As a personal trainer, I’ve always promoted exercise as one of the best ways of looking after your body. But the benefits of exercise go way beyond the physical elements; it’s one of the best ways of maintaining wellbeing and keeping your mental health in check – and it’s just as important for children too.

Growing up can be difficult, confusing, emotional, stressful – we’ve all been there. Some would say that now more than ever, the pressure on children today is relentless; and that’s why it’s so important that young people today have a release from the weight that they carry on their shoulders.

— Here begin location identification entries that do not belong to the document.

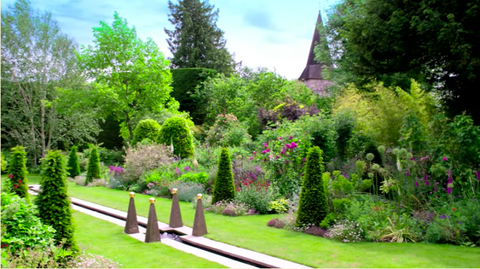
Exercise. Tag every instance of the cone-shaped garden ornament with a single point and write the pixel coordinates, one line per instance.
(153, 233)
(199, 225)
(175, 215)
(131, 226)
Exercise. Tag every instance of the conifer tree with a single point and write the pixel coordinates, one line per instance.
(196, 40)
(312, 207)
(53, 202)
(224, 188)
(93, 170)
(73, 167)
(17, 172)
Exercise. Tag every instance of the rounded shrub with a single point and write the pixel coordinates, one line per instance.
(93, 170)
(21, 228)
(53, 202)
(175, 132)
(17, 172)
(146, 129)
(313, 206)
(224, 187)
(73, 166)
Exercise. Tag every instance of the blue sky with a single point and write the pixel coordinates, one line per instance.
(275, 34)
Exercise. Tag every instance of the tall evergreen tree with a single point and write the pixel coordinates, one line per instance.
(53, 202)
(196, 40)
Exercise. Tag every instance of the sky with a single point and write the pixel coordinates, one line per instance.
(275, 34)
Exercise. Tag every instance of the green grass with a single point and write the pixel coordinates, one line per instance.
(107, 239)
(252, 233)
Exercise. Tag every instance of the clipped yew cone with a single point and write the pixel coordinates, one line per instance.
(153, 233)
(175, 215)
(131, 226)
(199, 225)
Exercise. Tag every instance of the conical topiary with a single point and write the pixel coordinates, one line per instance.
(224, 187)
(93, 170)
(17, 172)
(52, 201)
(73, 166)
(313, 206)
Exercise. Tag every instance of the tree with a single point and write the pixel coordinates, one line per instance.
(312, 206)
(196, 40)
(93, 169)
(133, 75)
(73, 166)
(374, 40)
(37, 59)
(224, 187)
(176, 132)
(17, 172)
(53, 202)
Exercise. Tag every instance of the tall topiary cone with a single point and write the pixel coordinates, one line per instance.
(73, 166)
(53, 202)
(93, 170)
(224, 188)
(313, 206)
(17, 172)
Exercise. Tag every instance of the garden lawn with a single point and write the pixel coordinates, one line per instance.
(107, 239)
(251, 232)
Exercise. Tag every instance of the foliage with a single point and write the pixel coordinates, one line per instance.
(132, 75)
(73, 166)
(313, 207)
(196, 40)
(175, 132)
(17, 172)
(257, 196)
(93, 170)
(361, 34)
(3, 164)
(54, 257)
(345, 231)
(53, 202)
(187, 87)
(187, 191)
(33, 112)
(290, 110)
(146, 129)
(224, 188)
(143, 158)
(229, 208)
(283, 158)
(21, 228)
(227, 132)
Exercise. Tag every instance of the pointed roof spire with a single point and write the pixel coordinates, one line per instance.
(313, 70)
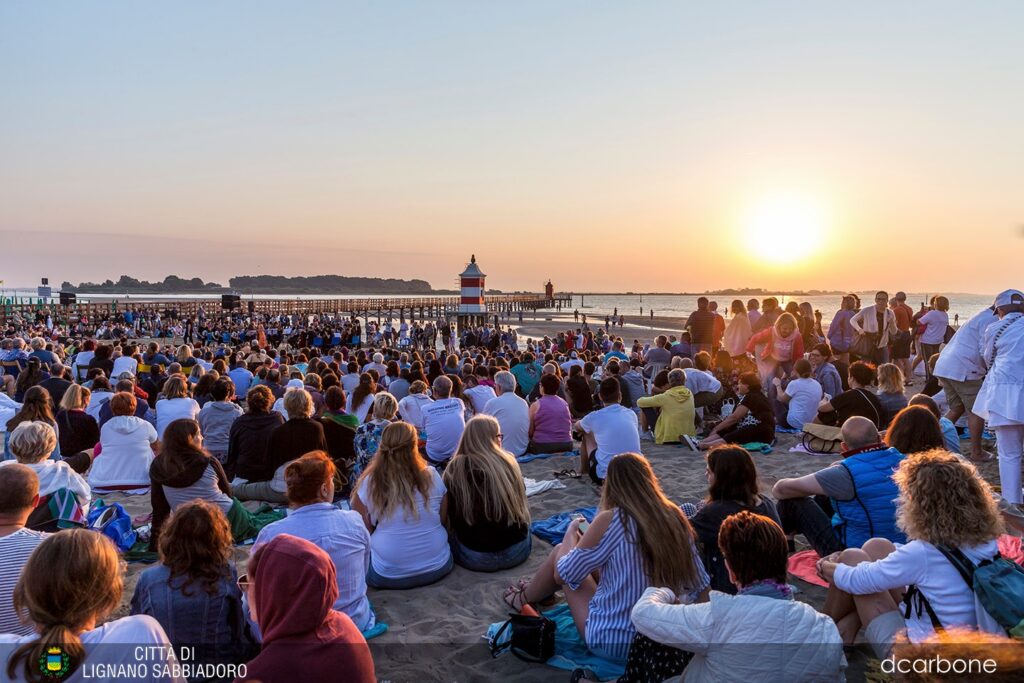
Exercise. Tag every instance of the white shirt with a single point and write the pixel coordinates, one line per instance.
(124, 364)
(404, 545)
(698, 381)
(805, 393)
(479, 395)
(411, 409)
(936, 323)
(169, 410)
(129, 633)
(341, 535)
(14, 551)
(615, 430)
(920, 563)
(443, 420)
(512, 414)
(961, 358)
(126, 454)
(56, 474)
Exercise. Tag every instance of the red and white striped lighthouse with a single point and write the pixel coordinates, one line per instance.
(471, 290)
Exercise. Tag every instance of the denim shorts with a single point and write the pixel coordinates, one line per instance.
(503, 559)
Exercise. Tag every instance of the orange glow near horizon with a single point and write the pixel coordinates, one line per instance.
(784, 228)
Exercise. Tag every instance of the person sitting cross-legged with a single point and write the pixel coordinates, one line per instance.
(859, 489)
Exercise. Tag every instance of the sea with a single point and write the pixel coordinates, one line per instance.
(962, 306)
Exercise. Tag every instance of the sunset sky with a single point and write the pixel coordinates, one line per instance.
(607, 145)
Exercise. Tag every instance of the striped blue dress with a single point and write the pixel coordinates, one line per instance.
(624, 580)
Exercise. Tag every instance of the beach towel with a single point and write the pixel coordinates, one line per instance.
(553, 528)
(527, 457)
(535, 486)
(246, 524)
(804, 565)
(570, 651)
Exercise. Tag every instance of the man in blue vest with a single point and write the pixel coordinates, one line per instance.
(859, 489)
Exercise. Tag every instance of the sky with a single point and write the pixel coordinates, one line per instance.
(605, 145)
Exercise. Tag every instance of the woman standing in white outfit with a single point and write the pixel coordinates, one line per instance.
(1000, 400)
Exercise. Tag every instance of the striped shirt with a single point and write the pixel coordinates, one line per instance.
(624, 580)
(14, 551)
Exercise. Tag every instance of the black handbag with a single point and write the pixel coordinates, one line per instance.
(532, 638)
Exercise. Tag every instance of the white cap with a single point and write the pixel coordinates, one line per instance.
(1009, 298)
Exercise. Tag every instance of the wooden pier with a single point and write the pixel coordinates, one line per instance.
(426, 307)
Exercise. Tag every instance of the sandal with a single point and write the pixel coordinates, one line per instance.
(515, 596)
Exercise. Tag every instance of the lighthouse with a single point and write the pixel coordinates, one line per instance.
(471, 305)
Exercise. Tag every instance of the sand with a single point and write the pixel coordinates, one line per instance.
(435, 632)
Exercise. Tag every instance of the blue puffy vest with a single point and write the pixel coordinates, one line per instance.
(871, 512)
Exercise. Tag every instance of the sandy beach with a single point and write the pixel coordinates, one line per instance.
(435, 632)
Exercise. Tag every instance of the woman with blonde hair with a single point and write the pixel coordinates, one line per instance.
(403, 504)
(71, 584)
(77, 429)
(368, 435)
(890, 392)
(488, 515)
(638, 539)
(176, 403)
(943, 507)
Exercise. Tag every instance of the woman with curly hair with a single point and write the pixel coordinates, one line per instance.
(193, 592)
(914, 589)
(914, 429)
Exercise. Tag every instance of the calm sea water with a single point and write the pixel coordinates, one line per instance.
(599, 305)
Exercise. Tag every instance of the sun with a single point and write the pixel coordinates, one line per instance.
(784, 227)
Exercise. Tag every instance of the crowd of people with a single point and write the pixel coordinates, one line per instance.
(394, 447)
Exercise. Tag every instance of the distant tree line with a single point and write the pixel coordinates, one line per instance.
(257, 285)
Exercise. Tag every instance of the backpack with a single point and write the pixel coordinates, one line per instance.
(998, 591)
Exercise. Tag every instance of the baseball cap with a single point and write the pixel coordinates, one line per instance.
(1009, 298)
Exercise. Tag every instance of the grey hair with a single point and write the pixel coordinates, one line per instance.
(32, 441)
(505, 381)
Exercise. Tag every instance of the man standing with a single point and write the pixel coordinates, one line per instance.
(961, 373)
(700, 325)
(901, 342)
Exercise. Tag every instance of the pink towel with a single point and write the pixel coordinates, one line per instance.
(1010, 547)
(804, 565)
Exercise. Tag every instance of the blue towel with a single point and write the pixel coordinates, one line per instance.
(570, 651)
(553, 528)
(526, 457)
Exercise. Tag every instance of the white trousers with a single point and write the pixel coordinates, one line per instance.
(1010, 443)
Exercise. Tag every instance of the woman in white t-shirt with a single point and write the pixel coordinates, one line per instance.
(176, 404)
(126, 449)
(72, 582)
(932, 332)
(798, 402)
(403, 504)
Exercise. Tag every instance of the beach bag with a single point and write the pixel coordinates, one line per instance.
(821, 438)
(532, 638)
(997, 586)
(728, 406)
(114, 522)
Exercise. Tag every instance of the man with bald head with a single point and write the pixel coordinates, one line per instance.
(18, 496)
(858, 493)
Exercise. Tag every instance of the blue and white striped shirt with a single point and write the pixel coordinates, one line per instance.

That’s why I’m a firm believer in using exercise as a way of promoting wellbeing in children – both physically and mentally. Once you stop treating the mind and body as two separate entities and realise that one can’t function properly without the other, it all falls into place.


Why is exercise good for mental health?

The bottom line is that your mind can’t function at its best if your body isn’t working properly. Yet when you’re feeling tired stressed or worried, it can be harder than normal to find the motivation to exercise, whether that’s as part of a sports team or on your own – and it can become a harmful cycle.

But if you can find a way to break the cycle, exercise can have profound effects on your mental health and wellbeing. Children who exercise regularly tend to feel more alert and energetic throughout the day, sleep better at night and generally feel more relaxed and positive about life.

Some studies actually show that exercise can treat mild/moderate depression as effectively as medication; exercise promotes neural growth in the brain, helps to reduce inflammation and can serve as a great distraction. The release of endorphins after a workout can help to boost your mood and to stay focused on the positives – and it’s also good way to break out of the cycle of negative thoughts that can feed stress or anxious thoughts.

Our Fitter for Kids class runs once a week, and it’s a safe place where children aged 9 – 16 can train together, building up their confidence and helping them to become stronger both physically and mentally.

There’s no quick fix for mental health, but by encouraging regular exercise and healthy stress-relief techniques we can move one step closer, keeping young people healthy and happy.